Half way through our meal Efi‘s brother and his new wife of one year burst loudly through the front door into Efi‘s kitchen/dining room, bringing two large boiled fish and a great deal of energy.
From then on I didn‘t understand a word as the brother and sister got louder and louder with affectionate banter and Wolfgang tried to have a discussion with Maria, the new wife, who is Ukrainian.

He tested her professed German and professed English and finding she could speak neither (she can speak Ukrainian and Russian) tried Greek. It turns out that she also understands very little Greek after a year of marriage with a husband who can only speak Greek. Efi says their relationship is rocky, Wolfgang wonders if it will be better when she learns Greek and they are able to get to know each other.

The brother had a small fishing boat, did well, bought a bigger boat, then a bigger boat, then a bigger boat and now has a huge trawler and is a very rich man, which might explain something. He is a sweet and charming man who is also very tough with his all Egyptian crew. (Why is it that hard up foreigners are exploited world wide, Mexicans in Western North Carolina, Turks in Germany, Indians in Sri Lanka, Paskistanis and Sri Lankan’s in Dubai, Africans everywhere but particularly in the United States.) Wolfgang said that if I ever crossed Efi that the brother would break my legs and drop me in the sea. But at dinner he popped snail after snail into his mouth and was sweet as could be.

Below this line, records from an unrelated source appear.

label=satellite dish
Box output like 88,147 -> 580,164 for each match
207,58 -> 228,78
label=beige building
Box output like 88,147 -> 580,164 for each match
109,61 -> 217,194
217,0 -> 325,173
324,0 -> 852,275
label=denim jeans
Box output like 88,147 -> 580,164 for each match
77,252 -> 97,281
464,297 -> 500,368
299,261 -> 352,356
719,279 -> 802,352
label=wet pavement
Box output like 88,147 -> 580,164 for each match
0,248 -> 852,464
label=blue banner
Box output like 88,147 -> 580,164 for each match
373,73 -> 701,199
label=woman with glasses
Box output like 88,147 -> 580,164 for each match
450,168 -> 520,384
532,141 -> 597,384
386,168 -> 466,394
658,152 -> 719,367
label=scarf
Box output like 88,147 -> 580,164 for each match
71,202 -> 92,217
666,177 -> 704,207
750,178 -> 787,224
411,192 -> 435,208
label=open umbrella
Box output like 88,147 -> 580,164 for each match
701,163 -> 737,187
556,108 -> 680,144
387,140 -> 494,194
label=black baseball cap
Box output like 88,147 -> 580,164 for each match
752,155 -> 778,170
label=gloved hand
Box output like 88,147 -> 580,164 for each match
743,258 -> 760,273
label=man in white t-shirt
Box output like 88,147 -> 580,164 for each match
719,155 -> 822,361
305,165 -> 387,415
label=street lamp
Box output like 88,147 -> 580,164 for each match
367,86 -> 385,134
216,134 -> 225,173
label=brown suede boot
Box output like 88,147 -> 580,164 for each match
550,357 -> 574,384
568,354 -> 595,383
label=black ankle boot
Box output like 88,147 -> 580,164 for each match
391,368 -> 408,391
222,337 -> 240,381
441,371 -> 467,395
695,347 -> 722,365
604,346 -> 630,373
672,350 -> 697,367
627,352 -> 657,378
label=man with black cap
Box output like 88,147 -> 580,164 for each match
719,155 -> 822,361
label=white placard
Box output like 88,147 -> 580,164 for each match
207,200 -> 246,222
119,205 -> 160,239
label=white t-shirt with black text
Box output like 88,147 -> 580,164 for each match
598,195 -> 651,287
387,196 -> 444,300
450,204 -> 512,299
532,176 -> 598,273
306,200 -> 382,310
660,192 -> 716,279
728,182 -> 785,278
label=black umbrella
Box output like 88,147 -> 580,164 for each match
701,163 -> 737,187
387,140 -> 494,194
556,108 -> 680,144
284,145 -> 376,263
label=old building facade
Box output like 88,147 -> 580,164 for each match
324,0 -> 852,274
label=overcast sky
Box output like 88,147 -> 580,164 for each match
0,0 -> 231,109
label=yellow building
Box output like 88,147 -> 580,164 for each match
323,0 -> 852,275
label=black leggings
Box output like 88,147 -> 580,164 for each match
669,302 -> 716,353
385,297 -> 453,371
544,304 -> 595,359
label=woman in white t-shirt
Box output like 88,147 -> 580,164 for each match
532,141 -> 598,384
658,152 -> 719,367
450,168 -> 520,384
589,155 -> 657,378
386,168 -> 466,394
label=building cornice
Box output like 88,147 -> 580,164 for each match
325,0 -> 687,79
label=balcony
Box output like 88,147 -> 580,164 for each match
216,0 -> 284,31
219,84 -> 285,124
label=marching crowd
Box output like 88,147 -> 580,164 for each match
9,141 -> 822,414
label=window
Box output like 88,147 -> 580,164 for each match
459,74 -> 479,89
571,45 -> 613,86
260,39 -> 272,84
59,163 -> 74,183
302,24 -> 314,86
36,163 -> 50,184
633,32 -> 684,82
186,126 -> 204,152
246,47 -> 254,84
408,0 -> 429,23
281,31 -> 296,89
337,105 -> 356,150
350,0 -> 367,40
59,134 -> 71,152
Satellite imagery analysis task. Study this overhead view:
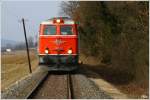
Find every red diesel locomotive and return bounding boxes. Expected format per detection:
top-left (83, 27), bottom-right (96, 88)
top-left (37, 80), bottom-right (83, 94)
top-left (38, 17), bottom-right (79, 71)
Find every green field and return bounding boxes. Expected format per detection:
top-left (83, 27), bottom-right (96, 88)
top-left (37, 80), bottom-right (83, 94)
top-left (1, 50), bottom-right (38, 91)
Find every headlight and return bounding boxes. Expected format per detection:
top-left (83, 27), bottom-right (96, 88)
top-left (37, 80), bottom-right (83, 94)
top-left (45, 49), bottom-right (48, 54)
top-left (68, 49), bottom-right (72, 54)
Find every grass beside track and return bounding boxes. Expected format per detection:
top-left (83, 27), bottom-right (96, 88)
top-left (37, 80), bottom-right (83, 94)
top-left (1, 50), bottom-right (38, 91)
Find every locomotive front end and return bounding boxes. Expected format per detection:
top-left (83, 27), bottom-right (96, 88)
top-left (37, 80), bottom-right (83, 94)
top-left (38, 17), bottom-right (78, 70)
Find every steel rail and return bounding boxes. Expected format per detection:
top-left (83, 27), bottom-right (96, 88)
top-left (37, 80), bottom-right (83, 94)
top-left (25, 73), bottom-right (48, 99)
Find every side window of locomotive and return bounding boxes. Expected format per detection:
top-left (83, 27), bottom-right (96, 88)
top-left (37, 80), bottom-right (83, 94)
top-left (61, 26), bottom-right (73, 35)
top-left (44, 25), bottom-right (56, 35)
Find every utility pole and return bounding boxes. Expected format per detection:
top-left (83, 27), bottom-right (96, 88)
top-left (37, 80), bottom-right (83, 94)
top-left (22, 18), bottom-right (32, 73)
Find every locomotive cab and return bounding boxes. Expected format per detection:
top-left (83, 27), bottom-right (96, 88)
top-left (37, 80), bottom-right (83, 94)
top-left (38, 17), bottom-right (78, 71)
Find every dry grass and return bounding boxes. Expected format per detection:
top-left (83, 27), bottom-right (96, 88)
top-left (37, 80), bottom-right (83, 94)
top-left (80, 55), bottom-right (149, 98)
top-left (1, 50), bottom-right (38, 90)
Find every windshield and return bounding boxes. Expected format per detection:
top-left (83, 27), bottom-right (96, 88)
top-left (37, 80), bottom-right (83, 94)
top-left (61, 26), bottom-right (73, 35)
top-left (44, 25), bottom-right (56, 35)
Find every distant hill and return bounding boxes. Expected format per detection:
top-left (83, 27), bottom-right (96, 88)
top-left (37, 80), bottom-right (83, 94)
top-left (1, 39), bottom-right (18, 48)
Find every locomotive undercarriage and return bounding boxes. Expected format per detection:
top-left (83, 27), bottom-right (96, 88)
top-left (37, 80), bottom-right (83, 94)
top-left (39, 55), bottom-right (78, 71)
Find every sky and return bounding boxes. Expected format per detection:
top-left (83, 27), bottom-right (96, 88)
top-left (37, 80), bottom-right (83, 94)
top-left (1, 1), bottom-right (61, 41)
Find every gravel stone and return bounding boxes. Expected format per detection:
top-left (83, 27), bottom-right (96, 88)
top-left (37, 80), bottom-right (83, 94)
top-left (31, 75), bottom-right (67, 99)
top-left (72, 74), bottom-right (112, 99)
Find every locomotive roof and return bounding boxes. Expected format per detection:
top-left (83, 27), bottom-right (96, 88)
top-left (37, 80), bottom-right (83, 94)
top-left (48, 17), bottom-right (72, 20)
top-left (41, 17), bottom-right (75, 24)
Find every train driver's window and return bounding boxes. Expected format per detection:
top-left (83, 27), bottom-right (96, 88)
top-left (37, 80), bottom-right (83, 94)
top-left (61, 26), bottom-right (73, 35)
top-left (44, 25), bottom-right (56, 35)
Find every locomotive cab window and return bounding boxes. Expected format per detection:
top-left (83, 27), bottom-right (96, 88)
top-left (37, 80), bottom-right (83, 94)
top-left (44, 25), bottom-right (56, 35)
top-left (61, 26), bottom-right (73, 35)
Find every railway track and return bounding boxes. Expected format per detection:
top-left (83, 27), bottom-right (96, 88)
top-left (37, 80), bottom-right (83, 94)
top-left (27, 74), bottom-right (74, 99)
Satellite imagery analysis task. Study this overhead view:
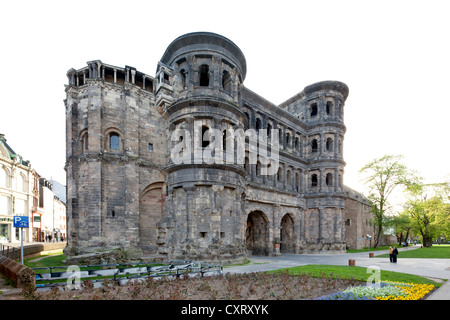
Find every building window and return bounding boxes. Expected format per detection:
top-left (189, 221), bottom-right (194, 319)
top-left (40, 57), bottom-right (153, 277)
top-left (81, 132), bottom-right (89, 153)
top-left (255, 118), bottom-right (262, 134)
top-left (326, 138), bottom-right (333, 151)
top-left (222, 70), bottom-right (231, 93)
top-left (311, 139), bottom-right (319, 152)
top-left (311, 103), bottom-right (317, 117)
top-left (311, 174), bottom-right (318, 187)
top-left (325, 173), bottom-right (333, 186)
top-left (109, 132), bottom-right (120, 150)
top-left (0, 168), bottom-right (8, 188)
top-left (200, 126), bottom-right (210, 148)
top-left (326, 101), bottom-right (333, 114)
top-left (199, 64), bottom-right (209, 87)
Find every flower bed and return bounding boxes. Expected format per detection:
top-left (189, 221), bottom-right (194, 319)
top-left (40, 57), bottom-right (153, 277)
top-left (316, 281), bottom-right (434, 300)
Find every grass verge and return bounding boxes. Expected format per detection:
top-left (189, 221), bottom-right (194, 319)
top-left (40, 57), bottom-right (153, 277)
top-left (269, 265), bottom-right (441, 287)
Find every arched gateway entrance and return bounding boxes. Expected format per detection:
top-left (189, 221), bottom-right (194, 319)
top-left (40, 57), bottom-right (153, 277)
top-left (245, 211), bottom-right (270, 255)
top-left (280, 214), bottom-right (295, 253)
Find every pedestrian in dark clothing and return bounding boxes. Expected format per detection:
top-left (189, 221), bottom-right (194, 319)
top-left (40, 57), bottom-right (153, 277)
top-left (392, 247), bottom-right (398, 263)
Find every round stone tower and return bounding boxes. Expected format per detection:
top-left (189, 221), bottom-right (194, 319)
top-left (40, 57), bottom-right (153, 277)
top-left (156, 32), bottom-right (248, 262)
top-left (299, 81), bottom-right (349, 251)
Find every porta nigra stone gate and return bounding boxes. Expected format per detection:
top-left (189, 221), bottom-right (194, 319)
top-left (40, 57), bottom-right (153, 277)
top-left (64, 32), bottom-right (370, 263)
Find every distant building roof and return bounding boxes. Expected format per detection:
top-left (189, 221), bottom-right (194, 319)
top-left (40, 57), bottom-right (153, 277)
top-left (0, 133), bottom-right (30, 167)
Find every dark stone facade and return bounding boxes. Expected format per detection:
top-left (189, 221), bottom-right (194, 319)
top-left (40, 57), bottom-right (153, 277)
top-left (65, 32), bottom-right (370, 262)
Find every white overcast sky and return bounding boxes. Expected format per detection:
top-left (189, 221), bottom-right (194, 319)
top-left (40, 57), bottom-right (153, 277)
top-left (0, 0), bottom-right (450, 202)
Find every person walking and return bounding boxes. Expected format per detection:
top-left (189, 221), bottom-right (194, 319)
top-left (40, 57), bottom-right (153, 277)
top-left (392, 247), bottom-right (398, 263)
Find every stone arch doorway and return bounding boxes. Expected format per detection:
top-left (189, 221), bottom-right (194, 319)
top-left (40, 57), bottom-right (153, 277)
top-left (139, 182), bottom-right (164, 254)
top-left (245, 211), bottom-right (270, 255)
top-left (280, 213), bottom-right (295, 253)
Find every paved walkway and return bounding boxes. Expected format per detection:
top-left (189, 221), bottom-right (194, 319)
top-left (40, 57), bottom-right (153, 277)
top-left (224, 246), bottom-right (450, 300)
top-left (0, 246), bottom-right (450, 300)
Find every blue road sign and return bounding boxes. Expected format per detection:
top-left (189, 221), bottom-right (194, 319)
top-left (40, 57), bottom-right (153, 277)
top-left (14, 216), bottom-right (29, 228)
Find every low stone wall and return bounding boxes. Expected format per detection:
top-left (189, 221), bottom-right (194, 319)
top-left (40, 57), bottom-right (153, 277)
top-left (0, 256), bottom-right (36, 288)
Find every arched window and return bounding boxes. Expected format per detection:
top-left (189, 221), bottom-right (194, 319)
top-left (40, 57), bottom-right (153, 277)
top-left (255, 118), bottom-right (262, 134)
top-left (81, 132), bottom-right (89, 153)
top-left (0, 168), bottom-right (8, 188)
top-left (17, 174), bottom-right (26, 192)
top-left (244, 112), bottom-right (250, 130)
top-left (180, 69), bottom-right (186, 89)
top-left (109, 132), bottom-right (120, 150)
top-left (198, 64), bottom-right (209, 87)
top-left (311, 174), bottom-right (318, 187)
top-left (325, 173), bottom-right (333, 186)
top-left (326, 138), bottom-right (333, 151)
top-left (311, 139), bottom-right (319, 152)
top-left (311, 103), bottom-right (317, 117)
top-left (222, 70), bottom-right (231, 93)
top-left (200, 125), bottom-right (209, 148)
top-left (326, 101), bottom-right (333, 114)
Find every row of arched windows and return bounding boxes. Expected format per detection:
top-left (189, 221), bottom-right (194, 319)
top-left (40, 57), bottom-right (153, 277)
top-left (244, 157), bottom-right (340, 191)
top-left (80, 129), bottom-right (123, 153)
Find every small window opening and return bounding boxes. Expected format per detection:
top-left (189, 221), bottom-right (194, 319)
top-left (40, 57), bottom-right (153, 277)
top-left (82, 133), bottom-right (89, 153)
top-left (311, 174), bottom-right (318, 187)
top-left (311, 139), bottom-right (319, 152)
top-left (201, 126), bottom-right (209, 148)
top-left (180, 69), bottom-right (186, 89)
top-left (222, 70), bottom-right (231, 93)
top-left (109, 133), bottom-right (120, 150)
top-left (326, 101), bottom-right (333, 114)
top-left (267, 123), bottom-right (272, 140)
top-left (326, 138), bottom-right (333, 151)
top-left (255, 118), bottom-right (261, 134)
top-left (199, 64), bottom-right (209, 87)
top-left (325, 173), bottom-right (333, 186)
top-left (311, 103), bottom-right (317, 117)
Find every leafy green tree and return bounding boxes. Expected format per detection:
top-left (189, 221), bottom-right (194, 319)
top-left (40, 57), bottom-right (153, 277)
top-left (388, 211), bottom-right (413, 244)
top-left (406, 183), bottom-right (450, 247)
top-left (359, 155), bottom-right (420, 247)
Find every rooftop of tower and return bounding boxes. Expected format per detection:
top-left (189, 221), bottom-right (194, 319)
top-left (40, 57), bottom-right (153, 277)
top-left (161, 32), bottom-right (247, 79)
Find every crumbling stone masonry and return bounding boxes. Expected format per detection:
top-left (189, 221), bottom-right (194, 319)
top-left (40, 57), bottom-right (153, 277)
top-left (65, 32), bottom-right (370, 262)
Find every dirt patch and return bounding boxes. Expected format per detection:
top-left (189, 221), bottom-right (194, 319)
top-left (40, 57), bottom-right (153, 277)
top-left (10, 273), bottom-right (362, 300)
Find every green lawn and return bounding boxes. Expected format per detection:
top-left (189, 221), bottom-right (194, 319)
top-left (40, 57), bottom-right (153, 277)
top-left (25, 254), bottom-right (444, 287)
top-left (269, 265), bottom-right (440, 286)
top-left (376, 244), bottom-right (450, 259)
top-left (347, 246), bottom-right (389, 253)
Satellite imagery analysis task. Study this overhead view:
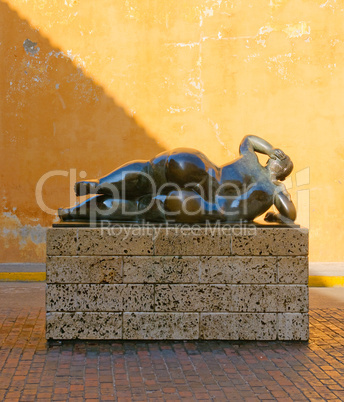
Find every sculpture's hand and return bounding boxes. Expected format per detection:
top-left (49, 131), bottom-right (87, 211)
top-left (270, 148), bottom-right (286, 161)
top-left (273, 180), bottom-right (291, 201)
top-left (264, 212), bottom-right (294, 224)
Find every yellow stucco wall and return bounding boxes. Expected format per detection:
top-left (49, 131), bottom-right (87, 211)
top-left (0, 0), bottom-right (344, 262)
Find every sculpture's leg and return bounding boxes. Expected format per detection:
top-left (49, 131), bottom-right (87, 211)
top-left (58, 195), bottom-right (137, 221)
top-left (75, 161), bottom-right (153, 198)
top-left (164, 190), bottom-right (224, 223)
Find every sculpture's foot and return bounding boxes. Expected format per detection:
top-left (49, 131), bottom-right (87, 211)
top-left (74, 180), bottom-right (99, 197)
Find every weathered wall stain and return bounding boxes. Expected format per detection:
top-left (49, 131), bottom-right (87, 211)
top-left (23, 39), bottom-right (39, 56)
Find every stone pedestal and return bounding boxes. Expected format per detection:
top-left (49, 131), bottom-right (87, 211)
top-left (46, 225), bottom-right (309, 340)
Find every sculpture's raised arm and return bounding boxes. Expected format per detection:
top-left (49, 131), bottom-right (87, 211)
top-left (240, 135), bottom-right (286, 160)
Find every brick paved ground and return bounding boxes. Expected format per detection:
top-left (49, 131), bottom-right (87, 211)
top-left (0, 308), bottom-right (344, 401)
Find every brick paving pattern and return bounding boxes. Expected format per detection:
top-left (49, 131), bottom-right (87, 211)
top-left (0, 308), bottom-right (344, 402)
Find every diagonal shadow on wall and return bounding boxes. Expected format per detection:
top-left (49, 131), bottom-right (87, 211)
top-left (0, 0), bottom-right (164, 263)
top-left (0, 1), bottom-right (164, 214)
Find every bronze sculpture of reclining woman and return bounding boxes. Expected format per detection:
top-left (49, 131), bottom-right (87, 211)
top-left (58, 135), bottom-right (296, 223)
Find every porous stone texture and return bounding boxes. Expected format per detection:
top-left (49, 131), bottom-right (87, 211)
top-left (46, 225), bottom-right (309, 340)
top-left (277, 313), bottom-right (309, 341)
top-left (46, 256), bottom-right (123, 283)
top-left (46, 312), bottom-right (122, 339)
top-left (200, 313), bottom-right (277, 341)
top-left (123, 313), bottom-right (199, 339)
top-left (123, 256), bottom-right (200, 283)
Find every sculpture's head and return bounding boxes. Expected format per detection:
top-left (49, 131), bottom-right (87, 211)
top-left (266, 154), bottom-right (294, 181)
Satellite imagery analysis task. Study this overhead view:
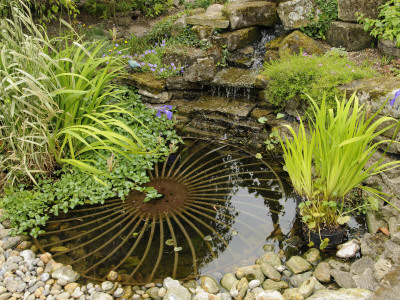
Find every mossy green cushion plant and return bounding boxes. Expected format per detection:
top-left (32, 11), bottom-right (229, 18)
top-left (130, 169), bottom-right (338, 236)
top-left (280, 94), bottom-right (400, 247)
top-left (262, 50), bottom-right (377, 115)
top-left (357, 0), bottom-right (400, 48)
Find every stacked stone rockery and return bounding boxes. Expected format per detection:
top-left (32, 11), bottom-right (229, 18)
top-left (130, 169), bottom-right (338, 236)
top-left (327, 0), bottom-right (387, 51)
top-left (129, 0), bottom-right (332, 144)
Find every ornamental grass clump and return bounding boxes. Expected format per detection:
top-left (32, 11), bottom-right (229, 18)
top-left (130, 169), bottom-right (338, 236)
top-left (280, 94), bottom-right (400, 246)
top-left (0, 1), bottom-right (150, 188)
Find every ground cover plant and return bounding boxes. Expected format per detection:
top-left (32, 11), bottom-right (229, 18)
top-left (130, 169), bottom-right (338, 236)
top-left (357, 0), bottom-right (400, 48)
top-left (300, 0), bottom-right (338, 39)
top-left (262, 51), bottom-right (377, 115)
top-left (0, 1), bottom-right (179, 236)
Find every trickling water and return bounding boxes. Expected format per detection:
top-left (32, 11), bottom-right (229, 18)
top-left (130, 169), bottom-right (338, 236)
top-left (251, 25), bottom-right (285, 69)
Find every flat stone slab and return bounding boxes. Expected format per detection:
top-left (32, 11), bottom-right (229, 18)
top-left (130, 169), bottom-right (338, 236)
top-left (286, 256), bottom-right (312, 274)
top-left (186, 12), bottom-right (229, 29)
top-left (326, 22), bottom-right (375, 51)
top-left (222, 1), bottom-right (277, 30)
top-left (130, 73), bottom-right (166, 93)
top-left (278, 0), bottom-right (319, 30)
top-left (307, 289), bottom-right (372, 300)
top-left (212, 27), bottom-right (260, 51)
top-left (212, 68), bottom-right (259, 88)
top-left (182, 95), bottom-right (255, 118)
top-left (338, 0), bottom-right (388, 22)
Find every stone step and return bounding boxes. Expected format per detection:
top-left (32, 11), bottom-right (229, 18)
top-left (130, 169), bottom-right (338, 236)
top-left (170, 95), bottom-right (255, 120)
top-left (212, 68), bottom-right (259, 88)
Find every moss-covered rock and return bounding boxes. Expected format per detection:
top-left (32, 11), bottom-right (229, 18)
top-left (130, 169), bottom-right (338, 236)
top-left (278, 30), bottom-right (325, 57)
top-left (338, 0), bottom-right (387, 22)
top-left (278, 0), bottom-right (318, 30)
top-left (378, 40), bottom-right (400, 58)
top-left (222, 1), bottom-right (277, 30)
top-left (186, 12), bottom-right (229, 28)
top-left (326, 22), bottom-right (375, 51)
top-left (212, 27), bottom-right (260, 51)
top-left (338, 76), bottom-right (400, 153)
top-left (129, 73), bottom-right (165, 94)
top-left (212, 68), bottom-right (258, 88)
top-left (162, 46), bottom-right (222, 66)
top-left (192, 25), bottom-right (214, 40)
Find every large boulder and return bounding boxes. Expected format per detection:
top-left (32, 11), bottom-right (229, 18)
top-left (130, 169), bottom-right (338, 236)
top-left (183, 57), bottom-right (216, 82)
top-left (212, 68), bottom-right (259, 88)
top-left (378, 40), bottom-right (400, 58)
top-left (212, 27), bottom-right (260, 51)
top-left (186, 12), bottom-right (229, 28)
top-left (339, 77), bottom-right (400, 153)
top-left (338, 0), bottom-right (388, 22)
top-left (277, 0), bottom-right (320, 30)
top-left (326, 21), bottom-right (375, 51)
top-left (162, 47), bottom-right (222, 66)
top-left (278, 30), bottom-right (325, 57)
top-left (222, 1), bottom-right (277, 30)
top-left (129, 72), bottom-right (165, 94)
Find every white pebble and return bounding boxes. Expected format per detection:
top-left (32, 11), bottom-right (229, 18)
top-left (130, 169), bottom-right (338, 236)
top-left (249, 279), bottom-right (261, 289)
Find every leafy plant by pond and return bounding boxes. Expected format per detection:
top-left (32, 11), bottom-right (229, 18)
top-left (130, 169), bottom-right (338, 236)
top-left (280, 94), bottom-right (400, 247)
top-left (262, 51), bottom-right (377, 115)
top-left (0, 1), bottom-right (145, 184)
top-left (0, 2), bottom-right (179, 235)
top-left (357, 0), bottom-right (400, 48)
top-left (0, 90), bottom-right (180, 236)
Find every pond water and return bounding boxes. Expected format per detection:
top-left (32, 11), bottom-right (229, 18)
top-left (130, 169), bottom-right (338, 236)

I was reminded of a movie that I think I never saw about a great Greek wedding. The room pulsated with energy and then suddenly they were gone and it was quiet again.
It was only lying in bed last night that I realized that having a good time with people you know or half know, maskless, is when you are going to expose yourself to Covid. That was true at a marvelous birthday party I attended two weeks before leaving Swannanoa, true for my niece Tina’s brother Martin at christening party a few weeks ago for a grandson in which the mother of the child and two children came down with Covid afterward. I am safe in Greece as long as I don’t know anyone and sit on my roof or in Swannanoa for a whole year when I and Kathe hunkered down. The threat is not out there somewhere, it is right at home with people you care about. I am as safe in Greece as in Swannanoa, but Germany is next, and I know and care for people there who also drink beer, so I’d better keep my mask handy.